Le dio de lleno en un lateral de la cara. Durante un segundo o menos, Thomas pensó que quizá el otro hombre echaría a correr. Pero el golpe no había hecho sino enfurecerlo. El hombre movió la cabeza con un gruñido y los ojos que había bajo el gorro de lana se tornaron de un gélido azul que hicieron que Thomas retrocediera y que su ira momentánea se convirtiera rápidamente en pánico. Alzó ambos puños para proteger su rostro de cualquier ataque que fuera a sobrevenirle, y ese error casi le causa la muerte.
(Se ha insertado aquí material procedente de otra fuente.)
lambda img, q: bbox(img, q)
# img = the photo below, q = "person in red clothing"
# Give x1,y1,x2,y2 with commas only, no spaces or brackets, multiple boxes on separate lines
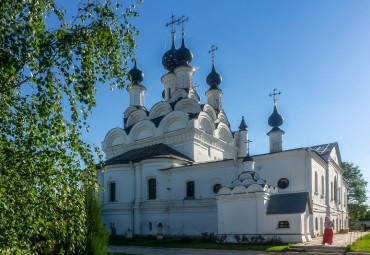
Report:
321,217,334,245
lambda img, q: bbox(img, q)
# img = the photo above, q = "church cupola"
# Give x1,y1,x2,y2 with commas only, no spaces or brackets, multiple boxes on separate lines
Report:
243,153,254,171
235,116,250,158
127,61,146,106
239,116,248,131
267,89,285,153
173,16,195,92
206,45,223,111
175,35,193,66
162,36,176,72
162,13,180,72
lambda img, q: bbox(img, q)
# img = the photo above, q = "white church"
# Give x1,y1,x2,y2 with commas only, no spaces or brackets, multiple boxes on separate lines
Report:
98,18,348,242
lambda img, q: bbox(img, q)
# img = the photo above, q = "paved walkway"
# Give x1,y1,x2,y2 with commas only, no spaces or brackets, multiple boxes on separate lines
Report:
108,233,365,255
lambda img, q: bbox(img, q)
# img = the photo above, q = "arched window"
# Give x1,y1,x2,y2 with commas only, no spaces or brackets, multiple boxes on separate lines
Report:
278,178,289,189
148,178,157,199
109,182,116,202
321,175,325,195
186,181,195,198
278,221,290,228
333,176,338,202
213,183,222,194
330,182,334,201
No se produjo ninguna lluvia de golpes. El atacante se le acercó más y cogió a Thomas por los brazos con un abrazo de oso repentino y desestabilizador. A continuación lo elevó y lo empujó y Thomas sintió cómo todo su peso se elevaba por encima de la alambrada y rozaba brevemente la barandilla. Durante unos instantes vio aquellos ojos enervados y el desierto zoo extenderse tras su atacante y entonces le dio una patada y aquel rostro a medio cubrir mostró primero dolor y luego una determinación desenfrenada.

De repente, Thomas se balanceó sobre la barandilla de metal y la alambrada. Su cabeza y mitad superior parecieron tambalearse en el espacio y luego cayó hacia atrás.

Se volvió mientras caía e intentó agarrarse a la alambrada, pero sus dedos no pudieron aferrarse a nada y a continuación rodó por el aire, rebotando contra el borde de cemento y cayendo seis metros hasta el foso vacío. Su mente reaccionó con el doble de rapidez que sus manos, de forma que tuvo tiempo de ver cómo estas se agarraban al aire, incapaces de hacer nada al respecto, tiempo suficiente para percibir el golpe inminente con terror y furia. El cielo desapareció y él cayó como un peso muerto.